Once they had completed their deliberations, the Treasury Department and the IRS decided the time had come to ask Congress to grant the agency vast standby powers that might be needed should nuclear war actually commence. On October 31, 1977, IRS Commissioner Jerome Kurtz said the basic purpose of the [proposed] legislation is to provide maximum flexibility and decentralization of authority in order that the Internal Revenue Service may effectively carry on operations in areas that have been subjected to an enemy attack.

But even after Congress had approved the emergency powers legislation, the Treasury Department continued to worry about whether or not in the post-attack confusion the IRS would actually be able to collect taxes based on individual income. If there is sufficient damage to the records normally required to document and determine income, it would be necessary to scrap the income tax system as we know it, concluded a 1981 policy paper, Design of an Emergency Tax System.

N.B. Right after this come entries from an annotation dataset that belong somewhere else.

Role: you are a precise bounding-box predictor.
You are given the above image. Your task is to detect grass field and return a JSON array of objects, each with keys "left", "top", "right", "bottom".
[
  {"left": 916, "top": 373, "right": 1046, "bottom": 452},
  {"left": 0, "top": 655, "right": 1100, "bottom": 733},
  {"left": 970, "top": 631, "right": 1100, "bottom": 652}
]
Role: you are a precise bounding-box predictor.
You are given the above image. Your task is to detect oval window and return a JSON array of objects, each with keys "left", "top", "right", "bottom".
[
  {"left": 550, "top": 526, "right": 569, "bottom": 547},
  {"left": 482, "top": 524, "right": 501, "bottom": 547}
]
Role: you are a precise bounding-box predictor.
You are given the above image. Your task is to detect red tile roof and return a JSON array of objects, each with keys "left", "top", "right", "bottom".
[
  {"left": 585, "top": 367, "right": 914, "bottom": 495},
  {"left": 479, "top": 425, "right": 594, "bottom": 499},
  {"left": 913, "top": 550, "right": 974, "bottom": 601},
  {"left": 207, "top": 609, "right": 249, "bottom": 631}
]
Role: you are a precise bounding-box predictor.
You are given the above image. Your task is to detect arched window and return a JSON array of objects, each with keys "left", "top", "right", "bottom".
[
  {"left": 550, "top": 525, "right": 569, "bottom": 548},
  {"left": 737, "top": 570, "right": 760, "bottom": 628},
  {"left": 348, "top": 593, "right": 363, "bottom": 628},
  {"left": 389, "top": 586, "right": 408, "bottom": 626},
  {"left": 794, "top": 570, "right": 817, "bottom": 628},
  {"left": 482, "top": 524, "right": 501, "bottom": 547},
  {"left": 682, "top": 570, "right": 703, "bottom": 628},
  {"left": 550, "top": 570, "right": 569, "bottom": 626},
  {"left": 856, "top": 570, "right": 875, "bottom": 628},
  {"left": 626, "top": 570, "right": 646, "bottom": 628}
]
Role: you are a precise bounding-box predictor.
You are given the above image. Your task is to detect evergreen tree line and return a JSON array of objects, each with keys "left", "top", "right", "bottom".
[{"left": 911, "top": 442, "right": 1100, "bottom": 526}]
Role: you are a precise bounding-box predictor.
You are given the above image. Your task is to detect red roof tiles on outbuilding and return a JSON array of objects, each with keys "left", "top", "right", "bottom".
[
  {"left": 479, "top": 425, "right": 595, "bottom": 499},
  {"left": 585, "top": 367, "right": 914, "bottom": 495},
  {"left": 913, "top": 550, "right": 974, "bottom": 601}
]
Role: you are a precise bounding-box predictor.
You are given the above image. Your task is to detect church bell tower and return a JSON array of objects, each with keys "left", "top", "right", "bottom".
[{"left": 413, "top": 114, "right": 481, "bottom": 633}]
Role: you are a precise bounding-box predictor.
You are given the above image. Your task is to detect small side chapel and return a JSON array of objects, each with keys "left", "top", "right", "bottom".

Instead of an income tax, one could design a general sales tax which would raise the revenue required. Such a tax should be implemented in this situation with as few as possible exemptions from the tax base. This has the dual feature of simple administration and the encouragement of savings to aid in the rebuilding of capital stock since with a consumption base, savings is exempted from the tax.

The 1981 Treasury study concluded that the general sales tax on final sales would have to be approximately 20 percent in order to replace current individual and corporate taxes, social security taxes and estate and gift taxes. (In a subsequent paper, it was decided that the sales tax would have to be upped to 24 percent.)